Embora akutuq seja amada pelos nativos do Alasca, cada vez menos mulheres preparam o prato. Em 2007 eu estava participando de uma conferência de anciãos em Nome, onde as aulas eram organizadas para ensinar os costumes tradicionais aos estudantes do ensino médio. A sessão do akutuq me chamou a atenção. Nenhum aluno compareceu, mas 40 mulheres mais velhas sentaram-se extasiadas. Quando o líder perguntou: "Quem sabe como fazer akutuq?", Meu braço era o único no ar. No ano anterior, preparei o akutuq para 200 pessoas que participavam de um serviço memorial. Mas eu trapaceei. Eu usava uma batedeira elétrica pesada - e rezei para que Esther não ouvisse sobre o meu atalho secreto.

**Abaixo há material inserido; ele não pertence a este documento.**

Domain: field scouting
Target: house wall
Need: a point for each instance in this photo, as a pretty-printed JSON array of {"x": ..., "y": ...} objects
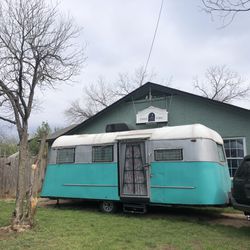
[{"x": 228, "y": 121}]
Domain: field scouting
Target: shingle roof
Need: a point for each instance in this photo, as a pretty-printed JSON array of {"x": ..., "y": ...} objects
[{"x": 139, "y": 93}]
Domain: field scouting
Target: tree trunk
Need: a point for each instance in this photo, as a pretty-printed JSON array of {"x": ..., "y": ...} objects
[{"x": 19, "y": 212}]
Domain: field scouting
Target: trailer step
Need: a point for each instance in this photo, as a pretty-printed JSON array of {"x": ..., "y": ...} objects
[{"x": 134, "y": 208}]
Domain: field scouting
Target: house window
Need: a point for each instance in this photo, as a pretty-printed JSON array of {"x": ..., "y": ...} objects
[
  {"x": 235, "y": 151},
  {"x": 168, "y": 155},
  {"x": 65, "y": 155},
  {"x": 102, "y": 153},
  {"x": 151, "y": 117}
]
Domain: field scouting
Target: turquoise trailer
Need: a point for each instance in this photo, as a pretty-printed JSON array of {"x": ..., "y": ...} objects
[{"x": 181, "y": 165}]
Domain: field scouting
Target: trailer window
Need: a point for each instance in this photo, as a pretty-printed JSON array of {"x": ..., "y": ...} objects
[
  {"x": 221, "y": 153},
  {"x": 168, "y": 155},
  {"x": 235, "y": 150},
  {"x": 65, "y": 155},
  {"x": 102, "y": 153}
]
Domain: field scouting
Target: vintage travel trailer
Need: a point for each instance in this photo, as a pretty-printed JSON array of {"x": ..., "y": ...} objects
[{"x": 181, "y": 165}]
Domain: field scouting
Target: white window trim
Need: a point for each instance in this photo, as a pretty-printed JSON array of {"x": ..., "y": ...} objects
[
  {"x": 235, "y": 138},
  {"x": 244, "y": 146}
]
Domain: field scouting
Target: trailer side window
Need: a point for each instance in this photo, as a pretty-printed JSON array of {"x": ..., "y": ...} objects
[
  {"x": 168, "y": 155},
  {"x": 102, "y": 153},
  {"x": 65, "y": 155},
  {"x": 221, "y": 153}
]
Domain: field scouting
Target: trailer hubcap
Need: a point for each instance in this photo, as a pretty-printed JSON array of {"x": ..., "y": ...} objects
[{"x": 108, "y": 206}]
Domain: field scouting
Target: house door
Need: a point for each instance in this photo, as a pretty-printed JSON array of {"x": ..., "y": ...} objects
[{"x": 133, "y": 169}]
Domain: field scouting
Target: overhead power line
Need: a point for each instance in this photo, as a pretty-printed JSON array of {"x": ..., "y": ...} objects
[{"x": 152, "y": 43}]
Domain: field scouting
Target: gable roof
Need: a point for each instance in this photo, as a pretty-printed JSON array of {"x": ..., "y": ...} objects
[{"x": 156, "y": 90}]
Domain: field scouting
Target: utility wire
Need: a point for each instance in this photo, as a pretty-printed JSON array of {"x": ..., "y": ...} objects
[{"x": 152, "y": 43}]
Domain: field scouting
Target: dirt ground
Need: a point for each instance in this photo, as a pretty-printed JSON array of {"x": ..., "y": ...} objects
[{"x": 237, "y": 219}]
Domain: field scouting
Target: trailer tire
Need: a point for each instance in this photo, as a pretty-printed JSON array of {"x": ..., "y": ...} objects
[{"x": 108, "y": 207}]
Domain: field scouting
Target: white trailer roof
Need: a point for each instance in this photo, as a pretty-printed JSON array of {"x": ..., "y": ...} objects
[{"x": 193, "y": 131}]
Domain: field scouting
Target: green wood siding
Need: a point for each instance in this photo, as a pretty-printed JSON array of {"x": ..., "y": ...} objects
[{"x": 226, "y": 120}]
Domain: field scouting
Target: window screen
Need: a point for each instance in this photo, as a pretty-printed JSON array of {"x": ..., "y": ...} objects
[
  {"x": 65, "y": 155},
  {"x": 168, "y": 155},
  {"x": 221, "y": 153},
  {"x": 102, "y": 153},
  {"x": 234, "y": 152}
]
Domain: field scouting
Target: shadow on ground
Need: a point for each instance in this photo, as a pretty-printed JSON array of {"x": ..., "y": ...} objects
[{"x": 210, "y": 215}]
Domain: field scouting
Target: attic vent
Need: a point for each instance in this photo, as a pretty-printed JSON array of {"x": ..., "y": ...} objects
[{"x": 115, "y": 127}]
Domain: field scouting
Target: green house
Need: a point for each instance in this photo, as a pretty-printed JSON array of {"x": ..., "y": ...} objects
[{"x": 153, "y": 105}]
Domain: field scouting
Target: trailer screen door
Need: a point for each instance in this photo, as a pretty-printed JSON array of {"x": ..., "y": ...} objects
[{"x": 133, "y": 174}]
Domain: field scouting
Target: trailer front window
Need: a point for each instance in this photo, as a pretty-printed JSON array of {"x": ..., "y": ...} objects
[
  {"x": 102, "y": 153},
  {"x": 168, "y": 155}
]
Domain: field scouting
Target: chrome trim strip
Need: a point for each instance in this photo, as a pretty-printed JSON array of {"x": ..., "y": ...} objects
[
  {"x": 174, "y": 187},
  {"x": 89, "y": 185}
]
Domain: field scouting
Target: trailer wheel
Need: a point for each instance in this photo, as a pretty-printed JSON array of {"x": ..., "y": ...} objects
[{"x": 108, "y": 207}]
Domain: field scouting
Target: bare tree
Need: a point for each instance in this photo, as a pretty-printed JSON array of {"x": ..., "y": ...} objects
[
  {"x": 222, "y": 84},
  {"x": 37, "y": 49},
  {"x": 100, "y": 95},
  {"x": 226, "y": 9}
]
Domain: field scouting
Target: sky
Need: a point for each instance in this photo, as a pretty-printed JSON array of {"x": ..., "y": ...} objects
[{"x": 117, "y": 35}]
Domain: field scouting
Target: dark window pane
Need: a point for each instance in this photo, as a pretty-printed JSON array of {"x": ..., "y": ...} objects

A modernidade afetou todo o Alasca. O estabilizador cultural para os nativos do Alasca, especialmente em aldeias remotas do norte, tem sido a comida. No entanto, cresce a preocupação de que, à medida que os jovens desenvolvem um apetite pela comida dos Outsiders, eles podem eventualmente esquecer seus pratos tradicionais.

Muitos professores e residentes do sudoeste, na esperança de manter os antigos costumes vivos, preparam o querido prato dos nativos do Alasca para seus filhos e estudantes. Eles modernizam, é claro, usando Crisco e azeite, e misturando os ingredientes com um misturador elétrico. As crianças adoram as abundantes adições de bagas e açúcar. Eles adoram a textura macia e sedosa. Pouco mais sobre o prato cheira a tradição. No entanto, o exercício é mais do que um deleite culinário. Estabelece um elo com o passado, inspira um sentimento de orgulho e pertença e estimula um diálogo sobre a extraordinária capacidade de sobrevivência de um povo antigo.